The first conference, without the presence of the accused, was held in the Judge's chambers to discuss whether a daily report to the Warden, written by J. D. Walton employed by the Federal Penitentiary at Atlanta as a correctional officer, should be made available to defendant's counsel. None of the attorneys had any knowledge of the report until it was referred to in Walton's cross-examination by defense counsel. The Court required that the Government produce the report in order that it might be examined by appellant's counsel, after which Walton was thoroughly examined by appellant's counsel on recross-examination. At the same conference appellant's counsel raised the question of whether a death certificate could properly be introduced by the Government. No decision was reached but when the proffer of the death certificate was made in open court, the District Judge declined to admit it, and sustained defendant's objections to it.

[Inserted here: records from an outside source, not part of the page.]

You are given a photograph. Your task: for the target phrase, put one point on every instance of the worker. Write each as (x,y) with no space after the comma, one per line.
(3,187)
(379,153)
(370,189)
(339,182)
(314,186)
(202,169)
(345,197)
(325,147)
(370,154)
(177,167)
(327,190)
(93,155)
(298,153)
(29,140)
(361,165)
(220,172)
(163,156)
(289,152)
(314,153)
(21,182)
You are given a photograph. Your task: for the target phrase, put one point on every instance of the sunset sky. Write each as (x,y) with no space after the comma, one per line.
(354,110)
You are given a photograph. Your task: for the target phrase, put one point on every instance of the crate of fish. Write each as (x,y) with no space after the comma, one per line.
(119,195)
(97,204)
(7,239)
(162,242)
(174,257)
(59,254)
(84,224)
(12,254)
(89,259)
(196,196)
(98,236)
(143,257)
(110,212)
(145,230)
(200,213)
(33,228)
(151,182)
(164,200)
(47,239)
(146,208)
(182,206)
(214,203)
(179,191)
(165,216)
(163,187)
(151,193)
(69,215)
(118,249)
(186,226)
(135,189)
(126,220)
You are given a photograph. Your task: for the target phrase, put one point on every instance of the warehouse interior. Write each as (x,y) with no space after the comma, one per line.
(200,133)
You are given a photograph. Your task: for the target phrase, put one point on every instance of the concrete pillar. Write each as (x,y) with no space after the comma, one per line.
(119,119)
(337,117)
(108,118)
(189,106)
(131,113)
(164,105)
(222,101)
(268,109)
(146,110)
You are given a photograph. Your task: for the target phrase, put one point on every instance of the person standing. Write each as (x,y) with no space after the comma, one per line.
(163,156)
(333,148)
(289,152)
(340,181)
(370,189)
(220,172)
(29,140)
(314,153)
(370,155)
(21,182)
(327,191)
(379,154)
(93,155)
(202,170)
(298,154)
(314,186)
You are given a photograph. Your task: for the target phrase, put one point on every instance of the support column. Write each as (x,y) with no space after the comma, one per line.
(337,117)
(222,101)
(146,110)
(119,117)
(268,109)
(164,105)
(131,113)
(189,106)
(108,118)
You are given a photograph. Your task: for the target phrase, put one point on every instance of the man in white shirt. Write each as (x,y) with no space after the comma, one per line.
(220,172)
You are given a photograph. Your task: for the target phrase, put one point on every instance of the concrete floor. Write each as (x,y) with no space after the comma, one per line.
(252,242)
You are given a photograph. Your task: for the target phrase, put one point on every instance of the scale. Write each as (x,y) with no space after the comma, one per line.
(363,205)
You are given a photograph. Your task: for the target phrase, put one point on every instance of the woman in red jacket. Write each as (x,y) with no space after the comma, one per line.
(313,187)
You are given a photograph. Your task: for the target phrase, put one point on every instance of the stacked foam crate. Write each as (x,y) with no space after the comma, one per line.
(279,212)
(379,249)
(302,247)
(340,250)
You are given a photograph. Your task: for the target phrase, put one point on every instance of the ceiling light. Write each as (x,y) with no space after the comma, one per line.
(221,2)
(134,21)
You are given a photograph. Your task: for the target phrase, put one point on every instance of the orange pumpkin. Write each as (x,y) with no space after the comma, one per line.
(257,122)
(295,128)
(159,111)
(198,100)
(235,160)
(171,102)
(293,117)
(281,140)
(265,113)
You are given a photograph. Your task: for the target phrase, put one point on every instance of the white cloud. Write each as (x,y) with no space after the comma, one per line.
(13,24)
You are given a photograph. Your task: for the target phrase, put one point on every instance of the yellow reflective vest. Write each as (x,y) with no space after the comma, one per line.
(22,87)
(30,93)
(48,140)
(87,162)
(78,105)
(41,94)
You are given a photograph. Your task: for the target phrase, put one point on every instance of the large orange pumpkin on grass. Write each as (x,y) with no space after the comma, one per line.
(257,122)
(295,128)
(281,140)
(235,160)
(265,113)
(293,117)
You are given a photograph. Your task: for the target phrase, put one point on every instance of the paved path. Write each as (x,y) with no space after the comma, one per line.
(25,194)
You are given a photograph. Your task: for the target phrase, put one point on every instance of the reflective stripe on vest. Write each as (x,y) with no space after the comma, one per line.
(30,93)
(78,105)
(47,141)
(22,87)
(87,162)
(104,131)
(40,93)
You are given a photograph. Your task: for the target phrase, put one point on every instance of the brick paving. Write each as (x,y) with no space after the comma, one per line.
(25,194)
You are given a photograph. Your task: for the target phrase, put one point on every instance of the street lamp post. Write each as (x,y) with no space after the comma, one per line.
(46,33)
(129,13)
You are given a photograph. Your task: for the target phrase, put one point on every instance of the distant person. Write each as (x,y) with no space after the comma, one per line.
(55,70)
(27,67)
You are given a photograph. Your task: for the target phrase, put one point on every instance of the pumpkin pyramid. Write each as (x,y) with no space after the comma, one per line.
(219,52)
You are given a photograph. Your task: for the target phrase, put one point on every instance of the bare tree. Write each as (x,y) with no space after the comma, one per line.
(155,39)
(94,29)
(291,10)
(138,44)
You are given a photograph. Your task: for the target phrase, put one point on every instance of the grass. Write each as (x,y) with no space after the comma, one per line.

The next conference, with appellant not present, was held to discuss whether the witness Barfield would be allowed to testify. The witness, a fellow inmate, contended that he was being forced by Penitentiary officials to offer perjured testimony. The Trial Judge conducted a hearing on the issue separate from the trial and decided that Barfield knew nothing about the case and dismissed him as a witness.
All of the foregoing rulings of the Trial Judge favored appellant. The third and fourth meetings, without the accused's presence, were held to discuss the Trial Judge's charge to the jury.
It is obvious that none of the four meetings referred to was a stage of the trial which required the accused's presence. Rule 43, Fed.R.Crim.P. Nor was the accused in any way prejudiced thereby. See 8A Moore, Federal Practice § 43.03(2). Appellant's counsel has cited a number of cases, none of which is apposite to the facts in the present case. He places strong reliance on this Circuit's decision in McKissick v. United States, 5 Cir., 1967, 379 F.2d 754, but in McKissick, the Trial Judge declared a mistrial when the defense attorney informed the Court in chambers that his client had told him that the client had perjured himself. The record did not disclose whether the defendant was present in chambers at that time. We remanded the case for determination of the appropriate facts and further to determine whether there was any prejudice occasioned by the accused's absence. The situation in McKissick is in no way similar to that here.